ABSTRACT

In the Middle East, indeed throughout the entire Arab-Muslim region stretching eastward from Morocco to the Gulf and from Caucasia down to Sudan, few countries offer a better example of political violence than Lebanon. Not even Algeria which has suffered a large number of deaths in recent years. The only exception, it could be argued, is Iran. But the political violence in Iran, under Islamic rule since 1979, is quite specifically state-sponsored violence; whereas in Lebanon the example of the Shi’i community lends itself better to a theoretical model of political violence. The Lebanese case seems to correspond even more precisely to such a model than a country such as Libya, with its role not only in the internal conflicts of neighboring countries but in international terrorism as well. It seems to correspond to a model of political violence more precisely than Egypt or Syria, too.1 […]

Attempts to address political violence in the geo-politically important region of the Middle East have tended to approach the question from either a political economy perspective (though not strictly class-based) or a cultural perspective.2 […]

Irrespective of theoretical approach (political economy or culturalist), cultural origin, political beliefs, or personal distance to the Lebanese Shi’a, there is the unanimously held view that the violence committed within the Shi’ia community itself, or outside the community, is mainly a reactive form of violence. The birth and acceleration of this violence can be explained by demographic, sociological, economic, legal and constitutional, as well as strategic and military, variables. Three phenomena in particular are especially significant. First, the Lebanese Shi’ia, as a group, was transformed in the space of forty years from an under-developed and submissive group to a community capable of rapid economic mobility and social mobilization. Second, because the Lebanese communitarian system is governed by a set of rigid rules, there was no continuity in the Shi’i transition from social mobilization to political mobilization. Consequently, the Shi’a saw their identity reinforced, their borders established, and their mobilization as a ‘community’ strengthened. Third, by using to their own advantage the failure of a new consensus within the Shi’i community and the impossibility of expanded political participation, outside forces-not only armed but ‘arming’—intervened and propelled the discourse and practices of the Shi’ah [sic] towards conflict and violence.3 […]
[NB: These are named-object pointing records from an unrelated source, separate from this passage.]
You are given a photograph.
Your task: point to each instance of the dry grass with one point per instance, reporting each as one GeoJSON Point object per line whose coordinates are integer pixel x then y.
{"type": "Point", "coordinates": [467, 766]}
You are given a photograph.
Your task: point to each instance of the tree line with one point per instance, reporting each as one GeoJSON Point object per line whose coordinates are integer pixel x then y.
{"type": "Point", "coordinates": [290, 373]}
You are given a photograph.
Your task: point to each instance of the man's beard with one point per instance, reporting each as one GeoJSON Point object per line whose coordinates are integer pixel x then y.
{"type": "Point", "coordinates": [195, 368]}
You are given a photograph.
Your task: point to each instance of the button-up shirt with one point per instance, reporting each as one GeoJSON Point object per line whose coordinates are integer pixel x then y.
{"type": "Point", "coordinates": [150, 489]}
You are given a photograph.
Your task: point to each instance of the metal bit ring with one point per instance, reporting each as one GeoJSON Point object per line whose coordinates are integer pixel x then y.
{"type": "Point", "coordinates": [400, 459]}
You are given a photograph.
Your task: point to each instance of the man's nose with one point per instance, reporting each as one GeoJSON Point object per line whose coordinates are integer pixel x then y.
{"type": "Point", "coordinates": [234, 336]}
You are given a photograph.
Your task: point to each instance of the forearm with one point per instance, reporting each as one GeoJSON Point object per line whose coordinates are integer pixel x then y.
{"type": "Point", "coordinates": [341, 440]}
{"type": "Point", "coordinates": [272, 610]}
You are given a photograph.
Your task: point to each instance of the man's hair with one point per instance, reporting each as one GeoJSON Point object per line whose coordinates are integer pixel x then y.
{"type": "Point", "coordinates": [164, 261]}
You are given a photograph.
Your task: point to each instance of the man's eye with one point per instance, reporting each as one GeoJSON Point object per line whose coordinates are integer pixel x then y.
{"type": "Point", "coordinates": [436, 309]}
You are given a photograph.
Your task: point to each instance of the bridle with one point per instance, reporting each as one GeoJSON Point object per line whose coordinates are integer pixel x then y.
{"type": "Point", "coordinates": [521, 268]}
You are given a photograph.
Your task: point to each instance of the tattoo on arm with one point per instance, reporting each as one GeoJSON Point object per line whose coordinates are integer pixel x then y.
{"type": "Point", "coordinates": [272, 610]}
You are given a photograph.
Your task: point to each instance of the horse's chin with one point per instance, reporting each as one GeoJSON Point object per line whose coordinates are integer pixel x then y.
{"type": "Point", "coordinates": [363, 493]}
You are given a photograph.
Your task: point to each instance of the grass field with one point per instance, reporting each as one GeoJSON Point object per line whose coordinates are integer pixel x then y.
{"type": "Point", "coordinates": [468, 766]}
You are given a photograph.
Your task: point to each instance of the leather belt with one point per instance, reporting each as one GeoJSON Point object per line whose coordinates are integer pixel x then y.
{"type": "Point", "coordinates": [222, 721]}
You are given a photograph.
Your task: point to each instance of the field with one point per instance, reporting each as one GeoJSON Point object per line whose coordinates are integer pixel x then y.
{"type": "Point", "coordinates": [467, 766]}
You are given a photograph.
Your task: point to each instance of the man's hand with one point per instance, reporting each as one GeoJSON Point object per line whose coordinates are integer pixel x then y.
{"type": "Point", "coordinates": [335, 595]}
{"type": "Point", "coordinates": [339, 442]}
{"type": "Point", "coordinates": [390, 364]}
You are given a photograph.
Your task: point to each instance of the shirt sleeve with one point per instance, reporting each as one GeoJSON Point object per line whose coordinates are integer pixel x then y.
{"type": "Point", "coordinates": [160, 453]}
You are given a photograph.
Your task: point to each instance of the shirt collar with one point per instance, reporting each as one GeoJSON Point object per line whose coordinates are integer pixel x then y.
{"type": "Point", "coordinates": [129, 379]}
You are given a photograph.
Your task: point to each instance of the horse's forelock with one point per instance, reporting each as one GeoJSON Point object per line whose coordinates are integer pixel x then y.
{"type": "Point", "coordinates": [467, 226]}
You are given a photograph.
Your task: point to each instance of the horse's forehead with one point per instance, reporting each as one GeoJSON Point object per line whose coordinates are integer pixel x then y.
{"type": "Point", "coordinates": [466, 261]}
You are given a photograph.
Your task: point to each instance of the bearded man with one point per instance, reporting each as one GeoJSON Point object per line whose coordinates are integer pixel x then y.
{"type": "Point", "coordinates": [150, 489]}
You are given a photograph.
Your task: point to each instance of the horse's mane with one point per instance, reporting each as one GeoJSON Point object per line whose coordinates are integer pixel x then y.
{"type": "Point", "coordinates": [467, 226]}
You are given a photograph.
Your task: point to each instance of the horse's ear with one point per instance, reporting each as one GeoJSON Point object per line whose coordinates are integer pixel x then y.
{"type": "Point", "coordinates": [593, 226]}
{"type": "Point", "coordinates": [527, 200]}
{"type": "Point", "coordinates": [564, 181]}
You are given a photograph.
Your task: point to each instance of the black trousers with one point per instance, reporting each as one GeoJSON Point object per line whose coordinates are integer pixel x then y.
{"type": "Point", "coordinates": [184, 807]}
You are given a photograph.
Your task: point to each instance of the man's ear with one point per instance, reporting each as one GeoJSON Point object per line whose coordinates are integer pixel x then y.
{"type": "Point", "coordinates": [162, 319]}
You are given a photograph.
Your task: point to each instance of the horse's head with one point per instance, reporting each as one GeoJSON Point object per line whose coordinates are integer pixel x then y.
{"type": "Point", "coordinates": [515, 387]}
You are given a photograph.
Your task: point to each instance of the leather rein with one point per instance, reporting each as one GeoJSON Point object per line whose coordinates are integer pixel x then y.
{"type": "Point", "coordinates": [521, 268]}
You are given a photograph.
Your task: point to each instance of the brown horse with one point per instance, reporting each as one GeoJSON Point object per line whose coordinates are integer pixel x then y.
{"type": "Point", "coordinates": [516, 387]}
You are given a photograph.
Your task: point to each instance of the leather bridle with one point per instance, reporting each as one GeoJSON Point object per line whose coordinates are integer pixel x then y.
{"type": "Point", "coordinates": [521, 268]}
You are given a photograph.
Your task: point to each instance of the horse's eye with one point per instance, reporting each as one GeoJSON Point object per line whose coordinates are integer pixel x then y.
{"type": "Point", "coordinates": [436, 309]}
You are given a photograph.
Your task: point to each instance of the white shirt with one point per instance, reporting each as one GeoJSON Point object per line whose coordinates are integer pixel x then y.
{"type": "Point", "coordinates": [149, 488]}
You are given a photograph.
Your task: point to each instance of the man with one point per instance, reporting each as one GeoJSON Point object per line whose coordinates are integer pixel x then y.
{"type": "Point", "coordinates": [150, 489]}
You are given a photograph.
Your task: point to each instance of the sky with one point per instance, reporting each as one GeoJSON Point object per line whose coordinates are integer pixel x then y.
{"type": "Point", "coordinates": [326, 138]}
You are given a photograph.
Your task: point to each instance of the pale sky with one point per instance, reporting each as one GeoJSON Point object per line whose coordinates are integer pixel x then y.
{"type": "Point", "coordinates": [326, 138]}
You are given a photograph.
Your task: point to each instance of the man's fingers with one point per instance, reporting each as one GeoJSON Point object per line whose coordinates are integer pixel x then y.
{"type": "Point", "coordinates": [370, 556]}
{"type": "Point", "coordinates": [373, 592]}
At the outset of the 1970s, the Shi’a showed all the signs of readiness for social mobilization. Their contact with other, more prosperous segments of Lebanese society made their unfavorable situation, and their lack of social mobility, all the more painfully obvious. Indeed, it did not result in a process of assimilation, but on the contrary, one of rejection.4 […]

One of the paradoxes of Lebanon’s civil violence during the 1970s and 1980s was that the discourse of all the Lebanese groups squarely laid the blame for internal dissension on foreign elements: either the ajnab-the West, and particularly Israel-or the gharib, those who do not share Lebanese bloodlines. Not only was the notion of gharib instrumental at de-emphasizing the internal cleavages in Lebanese society, but it also stirred up local passions against non-Lebanese and protracted the life of an indecisive political system that was mainly threatened by its own internal divisions. The belief in a foreign ‘plot’ (American, Syrian, Saudi, etc.) thus allowed the Lebanese to forge some semblance of a ‘national’ consensus. Seeking to avoid mutual accusations and selfcriticism, they preferred to deny the existence of an internal dimension to the violence in

their country. But in doing so, they are rendered incapable of understanding the real causes and the function of this violence-which of course meant that they could not heal its causes.